Pour motiver cette décision, les juges se sont appuyés sur l’article 6.I.2 de la LCEN qui soumet à un régime dérogatoire de responsabilité « les personnes physiques ou morales qui assurent, même à titre gratuit, pour mise à disposition du public par des services de communication au public, le stockage de signaux… ». Or, nous avons constaté que la citation de cet article dans la décision ne correspond pas exactement au texte original. Les hébergeurs y sont définis comme « des personnes qui mettent à la disposition du public par les services de communication au public en ligne, le stockage de signaux… ». Cette omission de la conjonction « pour » change la perception que l’on peut avoir du rôle des hébergeurs et donc des personnes pouvant relever de cette qualification.
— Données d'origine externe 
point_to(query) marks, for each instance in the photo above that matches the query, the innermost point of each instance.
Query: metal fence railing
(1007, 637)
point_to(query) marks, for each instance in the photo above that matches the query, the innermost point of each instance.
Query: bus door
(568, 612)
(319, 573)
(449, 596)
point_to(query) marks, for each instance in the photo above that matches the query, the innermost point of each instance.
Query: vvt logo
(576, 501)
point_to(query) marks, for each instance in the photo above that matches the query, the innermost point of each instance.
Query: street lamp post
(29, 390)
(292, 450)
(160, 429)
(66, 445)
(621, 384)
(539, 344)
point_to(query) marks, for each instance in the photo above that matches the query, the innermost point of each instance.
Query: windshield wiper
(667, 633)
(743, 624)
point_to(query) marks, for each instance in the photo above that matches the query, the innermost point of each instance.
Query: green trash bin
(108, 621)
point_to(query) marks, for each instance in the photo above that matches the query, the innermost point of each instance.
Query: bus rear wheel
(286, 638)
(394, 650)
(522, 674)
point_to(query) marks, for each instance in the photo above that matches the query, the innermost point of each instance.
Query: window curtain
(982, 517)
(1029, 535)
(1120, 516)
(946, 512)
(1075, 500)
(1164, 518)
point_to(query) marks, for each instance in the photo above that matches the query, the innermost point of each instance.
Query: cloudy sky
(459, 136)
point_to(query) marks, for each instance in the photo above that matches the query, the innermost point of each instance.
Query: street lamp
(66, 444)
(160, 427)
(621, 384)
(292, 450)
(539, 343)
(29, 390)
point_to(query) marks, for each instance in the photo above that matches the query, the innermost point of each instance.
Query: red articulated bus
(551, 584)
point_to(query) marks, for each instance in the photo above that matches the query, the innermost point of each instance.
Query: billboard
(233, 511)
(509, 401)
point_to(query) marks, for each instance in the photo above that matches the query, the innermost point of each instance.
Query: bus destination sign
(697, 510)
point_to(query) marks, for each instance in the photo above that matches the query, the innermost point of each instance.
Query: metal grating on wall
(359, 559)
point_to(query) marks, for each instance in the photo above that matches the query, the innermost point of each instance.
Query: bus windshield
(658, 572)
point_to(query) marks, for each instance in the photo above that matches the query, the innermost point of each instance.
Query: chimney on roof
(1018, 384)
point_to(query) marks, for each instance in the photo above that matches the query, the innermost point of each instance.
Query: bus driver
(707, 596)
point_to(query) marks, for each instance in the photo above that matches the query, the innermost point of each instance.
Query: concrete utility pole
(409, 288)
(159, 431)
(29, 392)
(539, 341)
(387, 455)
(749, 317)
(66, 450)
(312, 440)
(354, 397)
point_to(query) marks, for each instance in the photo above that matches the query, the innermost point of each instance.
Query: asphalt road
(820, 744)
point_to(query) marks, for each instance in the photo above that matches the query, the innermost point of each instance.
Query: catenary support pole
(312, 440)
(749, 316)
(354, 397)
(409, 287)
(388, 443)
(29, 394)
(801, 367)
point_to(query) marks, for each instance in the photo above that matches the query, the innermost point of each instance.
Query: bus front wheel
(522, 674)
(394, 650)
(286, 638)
Pour Jean-Yves Lafesse, Dailymotion est avant tout un éditeur puisqu’il opère un contrôle sur les fichiers postés par les internautes, d’une part, en les réencodant et en imposant une taille maximale, et d’autre part, en diffusant de la publicité et en organisant le site selon une architecture prédéterminée. Le tribunal a rejeté la qualification d’éditeur au motif que certains arguments mis en avant par les demandeurs résultaient de contraintes techniques. Les juges ont ensuite estimé qu’un choix éditorial se résumait au seul choix des contenus et n’englobait pas la disposition de ces derniers. Enfin, ils ont rejeté l’argument publicitaire, aucun élément dans la loi n’empêchant les hébergeurs de vendre des espaces publicitaires.
Selon le TGI, la responsabilité de Dailymotion doit être recherchée au sein des dispositions relatives aux hébergeurs. Ces derniers sont tenus de retirer promptement les contenus manifestement illicites dès lors que les victimes leur ont signalé ces fichiers et indiqué les adresses url. Les juges relèvent que Dailymotion étaient en possession de ces éléments à compter du 18 décembre 2006. Elle n’avait donc pas à attendre une décision de justice avant de retirer les contenus en cause. D’ailleurs, un jugement du 13 mars 2008 a précisé que l’adverbe « promptement » devait être compris comme « immédiatement ». Le TGI de Paris a donc condamné Dailymotion à payer 5 000 euros de dommages et intérêts à Jean-Yves Lafesse.
Rappelons que ce dernier avait été débouté, pour les mêmes faits, par le même tribunal, pour défaut de qualité à agir le 18 décembre 2007. Il n’avait pas démontré qu’il était titulaire des droits sur les œuvres litigieuses. L’autorité de chose jugée ne s’appliquant qu’aux questions de fond, un demandeur auquel a été opposée une fin de non recevoir pour défaut de qualité à agir peut de nouveau assigner les mêmes parties s’il prouve sa qualité.